But once the point was fixed, there was little delay in getting the scheme in movement. Already I had sent men to the storehouses amongst the Priests’ dwellings to fetch me rams, and crows, and acids, and hammers, and such other material as was needed, and these stood handy behind one of the upper gates. I put on every pair of hands that could be spared to the work, no matter what was their age and feebleness; yes, if Nais could have walked so far I would have pressed her for the labour; and presently carved balustrade, and wayside statue, together with the lettered wall-stones and the foot-worn cobbles, roared down into the gulf below, and added their din to the shrieks and yells and crashes of the fighting. Gods! But it was a hateful task, smashing down that splendid handiwork of the men of the past. But it was better that it should crash down to ruin in the abyss below, than that Phorenice should profane it with her impious sandals.

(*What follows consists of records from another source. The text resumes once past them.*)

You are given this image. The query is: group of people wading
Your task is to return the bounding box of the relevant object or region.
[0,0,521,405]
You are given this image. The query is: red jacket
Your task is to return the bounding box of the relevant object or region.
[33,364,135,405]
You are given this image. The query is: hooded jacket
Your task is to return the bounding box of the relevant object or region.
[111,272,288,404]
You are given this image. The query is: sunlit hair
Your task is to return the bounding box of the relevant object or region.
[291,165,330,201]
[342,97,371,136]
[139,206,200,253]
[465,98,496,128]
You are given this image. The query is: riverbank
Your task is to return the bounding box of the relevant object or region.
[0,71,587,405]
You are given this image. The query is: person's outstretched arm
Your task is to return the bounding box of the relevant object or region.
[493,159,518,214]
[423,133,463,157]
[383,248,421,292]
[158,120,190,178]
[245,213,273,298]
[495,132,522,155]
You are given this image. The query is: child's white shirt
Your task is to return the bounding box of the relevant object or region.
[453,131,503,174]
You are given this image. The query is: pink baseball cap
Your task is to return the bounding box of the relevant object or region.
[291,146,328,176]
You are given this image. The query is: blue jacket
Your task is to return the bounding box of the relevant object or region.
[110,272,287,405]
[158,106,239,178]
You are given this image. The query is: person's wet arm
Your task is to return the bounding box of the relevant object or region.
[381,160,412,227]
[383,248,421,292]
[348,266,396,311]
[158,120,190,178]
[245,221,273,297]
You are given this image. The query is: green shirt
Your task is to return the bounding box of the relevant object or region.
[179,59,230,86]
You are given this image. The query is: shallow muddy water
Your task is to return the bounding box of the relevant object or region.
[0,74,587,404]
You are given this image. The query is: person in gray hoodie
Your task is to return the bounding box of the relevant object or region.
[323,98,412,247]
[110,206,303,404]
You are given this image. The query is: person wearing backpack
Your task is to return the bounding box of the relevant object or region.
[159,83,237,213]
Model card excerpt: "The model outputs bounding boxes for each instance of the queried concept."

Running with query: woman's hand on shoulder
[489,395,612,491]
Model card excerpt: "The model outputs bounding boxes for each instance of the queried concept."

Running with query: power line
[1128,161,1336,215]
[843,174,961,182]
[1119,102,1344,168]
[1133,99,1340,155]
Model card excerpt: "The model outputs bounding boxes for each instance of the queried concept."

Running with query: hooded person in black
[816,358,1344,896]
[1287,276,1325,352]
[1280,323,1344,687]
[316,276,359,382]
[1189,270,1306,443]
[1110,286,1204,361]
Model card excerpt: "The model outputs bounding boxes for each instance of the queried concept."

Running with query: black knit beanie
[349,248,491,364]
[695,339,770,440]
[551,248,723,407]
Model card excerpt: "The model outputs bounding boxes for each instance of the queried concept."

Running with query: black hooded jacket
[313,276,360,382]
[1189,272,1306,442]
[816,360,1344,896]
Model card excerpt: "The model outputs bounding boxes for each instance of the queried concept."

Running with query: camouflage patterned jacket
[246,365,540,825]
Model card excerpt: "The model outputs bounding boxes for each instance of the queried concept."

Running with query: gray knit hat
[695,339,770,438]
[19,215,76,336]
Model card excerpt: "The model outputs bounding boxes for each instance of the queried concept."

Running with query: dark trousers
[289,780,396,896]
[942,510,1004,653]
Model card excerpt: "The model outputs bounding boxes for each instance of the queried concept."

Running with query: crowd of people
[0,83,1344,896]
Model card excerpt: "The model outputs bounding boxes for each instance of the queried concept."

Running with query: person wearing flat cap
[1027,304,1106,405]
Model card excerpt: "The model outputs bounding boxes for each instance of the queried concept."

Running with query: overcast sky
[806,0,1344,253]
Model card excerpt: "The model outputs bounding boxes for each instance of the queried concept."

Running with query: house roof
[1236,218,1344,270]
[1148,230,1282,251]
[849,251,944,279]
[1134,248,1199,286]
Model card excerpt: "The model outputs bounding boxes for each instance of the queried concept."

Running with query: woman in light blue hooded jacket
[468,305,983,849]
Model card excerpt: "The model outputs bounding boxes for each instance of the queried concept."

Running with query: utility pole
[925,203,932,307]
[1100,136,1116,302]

At first I had feared that it would be needful to sacrifice the knot of brave men who were so valiantly defending the gate then being attacked. It is disgusting to be forced into a measure of this kind, but in hard warfare it is often needful to the carrying out of his schemes for a general to leave a part of his troops to fight to a finish, and without hope of rescue, as valiantly as they may; and all he can do for their reward is to recommend them earnestly to the care of the Gods. But when the work of destroying the pathway was nearly completed, I saw a chance of retrieving them.

We had not been content merely with breaking arches, and throwing down the piers. We had got our rams and levers under the living rock itself on which all the whole fabric stood; and fire stood ready to heat the rams for their work; and when the word was given, the whole could be sent crashing down the face of the cliffs beyond chance of repair.

All was, I say, finally prepared in this fashion, and then I gave the word to hold. A narrow ledge still remained undestroyed, and offered footway, and over this I crossed. The cut we had made was immediately below the uppermost gate of all, and below it there were three more massive gates still unviolated, besides the one then being so vehemently attacked. Already, the garrisons had been retired from these, and I passed through them all in turn, unchallenged and unchecked, and came to that busy rampart where the twelve Priests left alive worked, stripped to the waist, at heaving down the murderous rocks.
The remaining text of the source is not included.